İlk girişteki yetkiliyle maçın haberini yazacağımı ve takım kadrolarını istediğimi söyledim. O yetkili beni bir başka masaya yönlendirdi. O yetkiliye giderek önce kendimi tanıtıp takımların isimlerini istediğimi söyledim.
O yetkili de bana isim listesini vermeyeceğini ancak resim çekebileceğimi söylemisin mi?
Al işte kendi memleketinde kendi salonunda elin yabancısı karşısında gördüğün muameleye bak.
Şimdi söyleyin bu zihniyetle spor nasıl ve nereye kadar gider.
İki ilin takımı maç yapmış Muğla ile ilgisi yok. Değişik iki il takımı. Ben onu yazsam ne olur? Yazmasam ne olur?
Sonunda o yetkiliyle küçük bir tartışmadan sonra salondan ayrıldım.
Şimdi birinci konudaki arkadaşa diyorum ki, benim bu konuda seninle işim yok. Çünkü senin başkanın bana “Biz seni aldırırız dediği” zaman sen de oradaydın.
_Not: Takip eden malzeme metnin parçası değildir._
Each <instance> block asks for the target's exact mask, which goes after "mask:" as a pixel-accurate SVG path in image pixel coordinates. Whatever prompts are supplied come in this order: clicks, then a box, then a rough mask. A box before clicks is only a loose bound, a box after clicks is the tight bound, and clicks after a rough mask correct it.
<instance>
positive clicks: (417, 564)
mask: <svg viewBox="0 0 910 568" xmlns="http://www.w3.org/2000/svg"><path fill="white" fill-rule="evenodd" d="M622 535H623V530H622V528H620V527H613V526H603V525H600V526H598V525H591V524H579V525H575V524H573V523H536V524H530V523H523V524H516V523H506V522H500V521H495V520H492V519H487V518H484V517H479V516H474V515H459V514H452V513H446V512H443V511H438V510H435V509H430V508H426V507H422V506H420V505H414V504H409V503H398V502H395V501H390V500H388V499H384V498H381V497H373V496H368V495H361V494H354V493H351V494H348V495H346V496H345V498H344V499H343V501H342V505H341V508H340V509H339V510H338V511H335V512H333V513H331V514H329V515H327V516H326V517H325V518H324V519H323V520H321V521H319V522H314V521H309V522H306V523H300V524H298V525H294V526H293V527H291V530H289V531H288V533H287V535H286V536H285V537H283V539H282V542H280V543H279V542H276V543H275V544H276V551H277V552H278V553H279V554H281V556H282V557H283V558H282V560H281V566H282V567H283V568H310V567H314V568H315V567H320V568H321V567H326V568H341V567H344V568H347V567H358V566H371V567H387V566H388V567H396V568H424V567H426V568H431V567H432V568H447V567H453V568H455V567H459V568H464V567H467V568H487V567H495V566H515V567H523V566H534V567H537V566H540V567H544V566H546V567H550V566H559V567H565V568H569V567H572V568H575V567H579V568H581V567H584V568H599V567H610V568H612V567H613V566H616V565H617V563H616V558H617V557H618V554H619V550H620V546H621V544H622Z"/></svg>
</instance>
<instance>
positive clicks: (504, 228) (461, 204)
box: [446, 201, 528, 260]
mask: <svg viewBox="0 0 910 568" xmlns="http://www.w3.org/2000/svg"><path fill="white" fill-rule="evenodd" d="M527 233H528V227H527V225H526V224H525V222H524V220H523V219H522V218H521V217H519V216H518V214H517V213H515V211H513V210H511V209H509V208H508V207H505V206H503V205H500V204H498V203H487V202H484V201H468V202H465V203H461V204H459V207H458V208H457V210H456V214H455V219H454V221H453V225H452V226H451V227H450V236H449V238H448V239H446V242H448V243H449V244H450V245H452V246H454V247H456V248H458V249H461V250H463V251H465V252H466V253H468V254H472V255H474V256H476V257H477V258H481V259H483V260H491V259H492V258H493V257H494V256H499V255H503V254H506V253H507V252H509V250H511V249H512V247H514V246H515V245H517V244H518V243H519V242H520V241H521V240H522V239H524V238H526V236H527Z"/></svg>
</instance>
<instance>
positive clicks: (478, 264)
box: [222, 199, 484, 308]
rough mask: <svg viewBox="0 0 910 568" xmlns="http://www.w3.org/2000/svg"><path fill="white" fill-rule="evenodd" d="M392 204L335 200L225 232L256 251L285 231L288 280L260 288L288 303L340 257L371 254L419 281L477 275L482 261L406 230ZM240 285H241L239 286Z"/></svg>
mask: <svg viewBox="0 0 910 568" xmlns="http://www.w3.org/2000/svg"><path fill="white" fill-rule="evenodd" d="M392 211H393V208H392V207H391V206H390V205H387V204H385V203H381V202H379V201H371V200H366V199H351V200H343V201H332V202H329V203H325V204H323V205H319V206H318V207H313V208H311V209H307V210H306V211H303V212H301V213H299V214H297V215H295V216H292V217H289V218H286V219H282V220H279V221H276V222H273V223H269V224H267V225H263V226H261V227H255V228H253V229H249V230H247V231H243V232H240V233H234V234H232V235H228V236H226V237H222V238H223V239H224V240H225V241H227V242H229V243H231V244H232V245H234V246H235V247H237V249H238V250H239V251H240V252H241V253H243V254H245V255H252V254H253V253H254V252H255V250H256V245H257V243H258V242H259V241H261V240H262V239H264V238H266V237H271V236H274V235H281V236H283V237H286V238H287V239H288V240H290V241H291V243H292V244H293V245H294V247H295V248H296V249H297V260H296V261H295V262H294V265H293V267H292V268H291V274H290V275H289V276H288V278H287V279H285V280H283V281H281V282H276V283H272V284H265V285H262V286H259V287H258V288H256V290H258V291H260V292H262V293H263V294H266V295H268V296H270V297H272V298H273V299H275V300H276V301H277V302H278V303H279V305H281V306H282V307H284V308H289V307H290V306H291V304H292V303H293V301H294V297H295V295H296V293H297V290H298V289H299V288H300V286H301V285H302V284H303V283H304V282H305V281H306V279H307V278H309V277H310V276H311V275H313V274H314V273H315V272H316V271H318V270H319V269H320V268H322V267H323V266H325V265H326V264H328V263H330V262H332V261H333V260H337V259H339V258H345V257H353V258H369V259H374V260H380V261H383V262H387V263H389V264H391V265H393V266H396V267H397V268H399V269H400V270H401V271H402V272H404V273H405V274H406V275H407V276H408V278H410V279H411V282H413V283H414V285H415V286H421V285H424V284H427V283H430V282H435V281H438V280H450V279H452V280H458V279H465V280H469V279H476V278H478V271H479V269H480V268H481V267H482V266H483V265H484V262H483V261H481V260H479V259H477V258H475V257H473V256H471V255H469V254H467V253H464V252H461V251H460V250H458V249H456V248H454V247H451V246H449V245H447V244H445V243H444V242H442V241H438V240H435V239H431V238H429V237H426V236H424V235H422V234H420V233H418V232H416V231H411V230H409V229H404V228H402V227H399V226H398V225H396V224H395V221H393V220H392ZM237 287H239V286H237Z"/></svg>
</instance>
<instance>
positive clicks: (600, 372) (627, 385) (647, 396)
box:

Bir de seninle dostluğumuz ve samimiyetimizden dolayı seni aradım. Belli ki seni rahatsız etmişim, seni rahatsız ettiğim için kusura bakma.
İkinci konuya gelince devletin bir tesisinde bir basketbol spor kulübünün levhasının ne işi var. Yoksa orayı kiraya mı verdiniz? Eğer kiraya verdiyseniz bunu nasıl verdiniz. Ben ilk kez görüyorum. Bu konuda kamuoyunun haberdar edilmesi gerekmez miydi? O zaman o salonda maç yapan, o zaman o salonda çalışma yapan tüm kulüplerin levhaları asılması gerekmez mi?
Daha sonra gelelim o yetkiliye. Bu güzel organizasyonun basında istenildiği kadar neden ilgi görmediği belli.
Bunlara ancak “vah sporum vah” denilir.
Bende onu diyorum.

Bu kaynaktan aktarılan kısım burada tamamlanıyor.